MySpace Predator Caught By Code
An anonymous reader writes, "Wired News editor and former hacker Kevin Poulsen wrote a
1,000-line Perl script that checked MySpace for registered sex offenders. Sifting through the results, he manually confirmed over 700 offenders, including a serial child molester in New York actively trying to hook up with underage boys on the site, and who has now been arrested as a result. MySpace told Congress last June that it didn't have this capability." Wired News says they will publish Poulsen's code under an open-source license later this week.
Sure it's easy. Suck down the HTML to the search page. Build a routine that does the HTML POST, and iterate through each name in the Offender's list, using it for the value of the "search by real name" field. Parse for the result count string in the returned HTML. When result count >0, investigate further. Now, how easy is it for MySpace? I'd say about an order of magnitude easier - they have direct access to the database. Roughly something like: SELECT * FROM userbase WHERE EXISTS (SELECT offenders.realname FROM offenders WHERE offenders.realname like '%'+userbase.realname+'%') Sure, there's a little added complexity for slight spelling variations, but SoundEx and the like can be used for such purposes.

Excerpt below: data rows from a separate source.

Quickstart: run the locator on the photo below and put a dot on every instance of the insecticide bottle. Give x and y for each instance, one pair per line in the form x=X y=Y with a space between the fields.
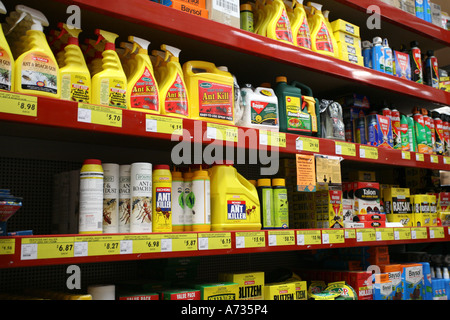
x=91 y=197
x=260 y=108
x=177 y=201
x=431 y=70
x=109 y=86
x=162 y=199
x=74 y=74
x=36 y=69
x=174 y=97
x=278 y=26
x=141 y=217
x=142 y=91
x=110 y=198
x=416 y=62
x=201 y=210
x=234 y=200
x=211 y=92
x=266 y=199
x=189 y=201
x=301 y=32
x=321 y=35
x=280 y=204
x=6 y=60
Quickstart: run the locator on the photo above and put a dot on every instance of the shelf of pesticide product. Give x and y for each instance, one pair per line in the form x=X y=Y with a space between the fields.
x=21 y=251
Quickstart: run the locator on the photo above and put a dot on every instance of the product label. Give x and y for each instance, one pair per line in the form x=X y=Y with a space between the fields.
x=304 y=35
x=215 y=100
x=145 y=93
x=283 y=30
x=75 y=87
x=39 y=73
x=176 y=98
x=323 y=39
x=297 y=120
x=5 y=70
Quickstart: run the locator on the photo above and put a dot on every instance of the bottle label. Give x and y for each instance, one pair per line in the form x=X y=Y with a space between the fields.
x=215 y=100
x=144 y=94
x=297 y=120
x=304 y=35
x=176 y=98
x=323 y=39
x=283 y=30
x=39 y=73
x=74 y=87
x=5 y=70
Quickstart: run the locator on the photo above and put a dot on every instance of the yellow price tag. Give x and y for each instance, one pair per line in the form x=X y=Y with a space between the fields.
x=107 y=116
x=221 y=132
x=330 y=236
x=18 y=104
x=281 y=238
x=437 y=233
x=366 y=234
x=7 y=246
x=167 y=125
x=384 y=234
x=367 y=152
x=307 y=144
x=308 y=237
x=178 y=242
x=419 y=233
x=250 y=239
x=402 y=233
x=214 y=240
x=345 y=148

Isn't this a breach of privacy and wouldn't this person or MySpace be vulnerable to lawsuits?
Anything you put on a public web site is--by definition--not private. It would be a breach of privacy if MySpace used private, personal information, but if the script just culled information from public pages, there's no breach of privacy.
ZuluPad, the wiki notepad on crack
If you are sifting through private information, then one of the following is true:
- If you are a Law Enforcement Official, anything you discover cannot be used to obtain a warrant, nor can this evidence be used against
someone without it being lawfully reacquired once a warrant has been issued
- If you are a private citizen, unless you violated some sort of Terms of Use or other agreement to obtain the information, it is not
illegal for you to use it
Yes. It is perfectly legal for a private citizen, acting on his or her own volition, to perform searches. The illegality occurs when laws are broken to obtain the information (breach of contract, breaking and entering, etc).OCO is Loco
Doing a bunch of HTTP fetches, parsing and extracting the data -- from sources that were probably never designed to be automatically parsed, and hence have lots of weird exceptions and corner cases -- and then performing string compares, easily adds up to 1000 lines, especially with comments and error messages. The task is trivial in theory but somewhat hairy in practice.
And speaking from unpleasant experience, doing something like this in a language without features dedicated to text parsing (like C++ without the Boost Perl regexp library) would take at least three times the lines.